In a social media post, Trump said Hormuz "will remain OPEN, with or without Iran," describing the United States as the waterway's "guardian" while proposing a 20% reimbursement on all other cargo transiting the strait. Earlier, he told Fox News the U.S. would likely seek to take control of the chokepoint.
"Reinstating the blockade is another rung up the escalation ladder, and that's forcing crude to reprice geopolitical risk," said Rebecca Babin, senior energy trader at CIBC Private Wealth Group. "The proposed 20% transit fee grabs attention, but the market is still waiting to see how it would actually be implemented."
The White House did not immediately provide details on how the proposed transit charge would be administered or whether it had been discussed with U.S. allies in the Gulf.
The Joint Maritime Information Center said U.S. Central Command would begin enforcing the blockade of Iranian ports and coastal areas beginning at 4 p.m. ET Tuesday. Analysts warned the move could increase the risk of further attacks on commercial shipping through the world's most important oil transit chokepoint.
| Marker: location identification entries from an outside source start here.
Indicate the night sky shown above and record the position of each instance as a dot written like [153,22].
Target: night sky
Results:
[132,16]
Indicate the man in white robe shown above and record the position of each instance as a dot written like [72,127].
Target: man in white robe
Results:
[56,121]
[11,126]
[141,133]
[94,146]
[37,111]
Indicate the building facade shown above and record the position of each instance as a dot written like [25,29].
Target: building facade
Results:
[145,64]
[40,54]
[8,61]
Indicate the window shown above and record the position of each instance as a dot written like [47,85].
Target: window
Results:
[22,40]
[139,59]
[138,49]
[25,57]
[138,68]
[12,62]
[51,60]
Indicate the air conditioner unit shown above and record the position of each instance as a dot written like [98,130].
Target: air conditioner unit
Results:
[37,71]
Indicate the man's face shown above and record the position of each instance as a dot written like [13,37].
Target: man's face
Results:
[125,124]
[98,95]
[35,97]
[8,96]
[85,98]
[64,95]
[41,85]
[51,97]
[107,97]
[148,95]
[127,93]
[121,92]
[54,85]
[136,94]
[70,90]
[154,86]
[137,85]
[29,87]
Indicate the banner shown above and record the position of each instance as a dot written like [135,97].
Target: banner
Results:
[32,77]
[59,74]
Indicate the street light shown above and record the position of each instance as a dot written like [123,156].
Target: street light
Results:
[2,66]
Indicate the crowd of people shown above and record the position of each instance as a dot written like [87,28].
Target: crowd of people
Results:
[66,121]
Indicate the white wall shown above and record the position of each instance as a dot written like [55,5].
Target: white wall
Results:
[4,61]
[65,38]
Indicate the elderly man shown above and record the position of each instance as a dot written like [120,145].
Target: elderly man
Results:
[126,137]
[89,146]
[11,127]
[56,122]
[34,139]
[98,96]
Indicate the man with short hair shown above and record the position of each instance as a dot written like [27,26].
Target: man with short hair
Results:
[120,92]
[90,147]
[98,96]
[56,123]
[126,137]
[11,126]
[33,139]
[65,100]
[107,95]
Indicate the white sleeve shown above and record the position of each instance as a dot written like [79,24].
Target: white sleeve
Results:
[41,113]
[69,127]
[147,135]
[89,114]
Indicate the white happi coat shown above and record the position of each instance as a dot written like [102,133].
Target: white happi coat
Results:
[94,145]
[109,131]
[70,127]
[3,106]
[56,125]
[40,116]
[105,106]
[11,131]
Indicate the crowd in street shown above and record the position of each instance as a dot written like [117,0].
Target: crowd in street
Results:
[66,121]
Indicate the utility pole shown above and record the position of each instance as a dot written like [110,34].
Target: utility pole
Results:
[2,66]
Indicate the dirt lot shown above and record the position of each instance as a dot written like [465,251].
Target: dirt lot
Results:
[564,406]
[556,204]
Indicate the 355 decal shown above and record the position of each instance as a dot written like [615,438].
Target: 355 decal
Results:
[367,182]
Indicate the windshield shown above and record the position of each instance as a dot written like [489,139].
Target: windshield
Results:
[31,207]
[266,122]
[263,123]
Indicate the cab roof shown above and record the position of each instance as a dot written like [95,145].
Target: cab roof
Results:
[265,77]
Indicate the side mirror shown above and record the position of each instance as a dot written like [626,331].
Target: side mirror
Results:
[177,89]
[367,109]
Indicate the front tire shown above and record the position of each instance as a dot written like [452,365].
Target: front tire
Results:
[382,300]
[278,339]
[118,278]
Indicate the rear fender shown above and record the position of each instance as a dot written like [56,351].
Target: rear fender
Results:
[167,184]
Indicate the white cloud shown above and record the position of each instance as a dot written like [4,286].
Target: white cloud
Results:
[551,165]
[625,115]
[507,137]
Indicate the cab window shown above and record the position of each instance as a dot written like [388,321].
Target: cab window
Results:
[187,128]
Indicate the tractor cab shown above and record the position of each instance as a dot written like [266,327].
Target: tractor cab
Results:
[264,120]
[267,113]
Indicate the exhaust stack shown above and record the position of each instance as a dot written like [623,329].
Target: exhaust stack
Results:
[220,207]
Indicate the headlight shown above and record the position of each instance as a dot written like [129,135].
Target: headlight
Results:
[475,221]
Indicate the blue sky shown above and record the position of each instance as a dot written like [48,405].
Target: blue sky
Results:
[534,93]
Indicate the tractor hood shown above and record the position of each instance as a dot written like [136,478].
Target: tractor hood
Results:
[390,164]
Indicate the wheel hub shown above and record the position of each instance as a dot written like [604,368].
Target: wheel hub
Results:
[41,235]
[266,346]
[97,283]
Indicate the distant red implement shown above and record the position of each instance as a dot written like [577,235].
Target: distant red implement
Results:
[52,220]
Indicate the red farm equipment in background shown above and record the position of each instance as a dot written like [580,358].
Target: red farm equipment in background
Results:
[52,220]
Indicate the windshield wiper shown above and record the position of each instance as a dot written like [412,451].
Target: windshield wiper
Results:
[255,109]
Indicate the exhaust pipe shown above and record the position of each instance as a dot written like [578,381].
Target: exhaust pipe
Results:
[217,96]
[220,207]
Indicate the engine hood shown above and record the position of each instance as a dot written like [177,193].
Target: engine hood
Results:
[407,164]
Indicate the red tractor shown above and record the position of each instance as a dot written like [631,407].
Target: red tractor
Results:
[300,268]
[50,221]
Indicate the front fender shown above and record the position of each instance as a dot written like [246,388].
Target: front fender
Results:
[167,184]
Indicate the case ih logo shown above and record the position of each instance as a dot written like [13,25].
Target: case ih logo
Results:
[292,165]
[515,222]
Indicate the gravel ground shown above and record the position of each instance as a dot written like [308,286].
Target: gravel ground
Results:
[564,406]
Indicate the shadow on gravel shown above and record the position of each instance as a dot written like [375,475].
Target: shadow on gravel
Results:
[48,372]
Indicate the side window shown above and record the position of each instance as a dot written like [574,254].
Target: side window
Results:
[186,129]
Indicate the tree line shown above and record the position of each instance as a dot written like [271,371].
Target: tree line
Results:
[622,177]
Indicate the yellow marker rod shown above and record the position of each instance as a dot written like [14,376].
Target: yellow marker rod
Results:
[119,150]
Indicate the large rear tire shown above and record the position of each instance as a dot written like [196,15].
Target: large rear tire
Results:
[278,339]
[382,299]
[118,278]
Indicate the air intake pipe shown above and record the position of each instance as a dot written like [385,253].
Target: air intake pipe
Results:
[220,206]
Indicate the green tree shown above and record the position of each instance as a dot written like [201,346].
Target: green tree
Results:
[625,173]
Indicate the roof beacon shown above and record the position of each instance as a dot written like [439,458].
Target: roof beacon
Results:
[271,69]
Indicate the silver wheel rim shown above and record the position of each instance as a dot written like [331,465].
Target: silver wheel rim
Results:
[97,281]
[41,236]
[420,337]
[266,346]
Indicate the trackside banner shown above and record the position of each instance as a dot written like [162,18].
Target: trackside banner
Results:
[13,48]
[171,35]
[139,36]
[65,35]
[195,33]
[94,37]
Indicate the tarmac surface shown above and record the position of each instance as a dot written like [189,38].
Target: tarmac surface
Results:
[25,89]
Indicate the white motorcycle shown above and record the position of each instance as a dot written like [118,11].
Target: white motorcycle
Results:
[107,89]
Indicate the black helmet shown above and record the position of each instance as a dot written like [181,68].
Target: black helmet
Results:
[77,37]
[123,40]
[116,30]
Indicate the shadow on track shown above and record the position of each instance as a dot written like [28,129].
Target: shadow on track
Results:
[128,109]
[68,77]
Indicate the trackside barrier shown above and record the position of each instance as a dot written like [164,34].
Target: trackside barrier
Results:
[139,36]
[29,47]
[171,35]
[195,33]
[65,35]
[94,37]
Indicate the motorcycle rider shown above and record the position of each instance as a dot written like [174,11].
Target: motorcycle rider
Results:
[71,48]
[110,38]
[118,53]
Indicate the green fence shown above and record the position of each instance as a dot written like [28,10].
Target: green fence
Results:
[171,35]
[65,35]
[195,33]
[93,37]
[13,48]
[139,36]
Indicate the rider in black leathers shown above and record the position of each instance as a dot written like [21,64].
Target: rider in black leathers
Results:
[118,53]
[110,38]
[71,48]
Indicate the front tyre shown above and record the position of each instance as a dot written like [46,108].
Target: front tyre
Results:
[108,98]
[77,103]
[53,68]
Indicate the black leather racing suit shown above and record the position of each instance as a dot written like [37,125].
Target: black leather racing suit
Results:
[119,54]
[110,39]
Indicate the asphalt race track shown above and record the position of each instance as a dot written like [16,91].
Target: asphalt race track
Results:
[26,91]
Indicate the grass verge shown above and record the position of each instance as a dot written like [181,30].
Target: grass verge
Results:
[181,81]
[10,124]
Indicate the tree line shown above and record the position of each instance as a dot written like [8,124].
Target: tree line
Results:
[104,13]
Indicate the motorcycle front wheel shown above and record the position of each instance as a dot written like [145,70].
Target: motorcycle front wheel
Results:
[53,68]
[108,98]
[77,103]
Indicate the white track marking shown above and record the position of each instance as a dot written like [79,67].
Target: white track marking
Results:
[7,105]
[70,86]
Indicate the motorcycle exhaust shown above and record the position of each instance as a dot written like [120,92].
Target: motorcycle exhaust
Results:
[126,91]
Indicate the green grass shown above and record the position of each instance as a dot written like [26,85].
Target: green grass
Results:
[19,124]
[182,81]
Fresh uncertainty surrounding Hormuz has restored a geopolitical risk premium to crude markets after prices retreated in June following an interim U.S.-Iran peace agreement.
A 20% transit charge would amount to roughly $32 million for a fully loaded supertanker at current oil prices, significantly exceeding the fees previously reported by Iran for passage through the strait. Increased shipping costs would likely be reflected in higher crude prices.
The International Maritime Organization reiterated its opposition to charging fees for passage through international straits used for global navigation.
Meanwhile, Yemen's Houthis claimed responsibility for missile and drone attacks targeting a Saudi airport in response to earlier Saudi strikes on Sanaa. On Sunday, U.S. forces struck dozens of targets aimed at reducing Iran's ability to threaten shipping through Hormuz, while Iran launched attacks on U.S. allies across the Middle East. Kuwait also reported damage to an offshore drilling platform, marking the first direct strike on energy infrastructure in weeks.
"If the conflict expanded to target key facilities more broadly, oil could head to $100," said Saul Kavonic, senior energy analyst at MST Marquee.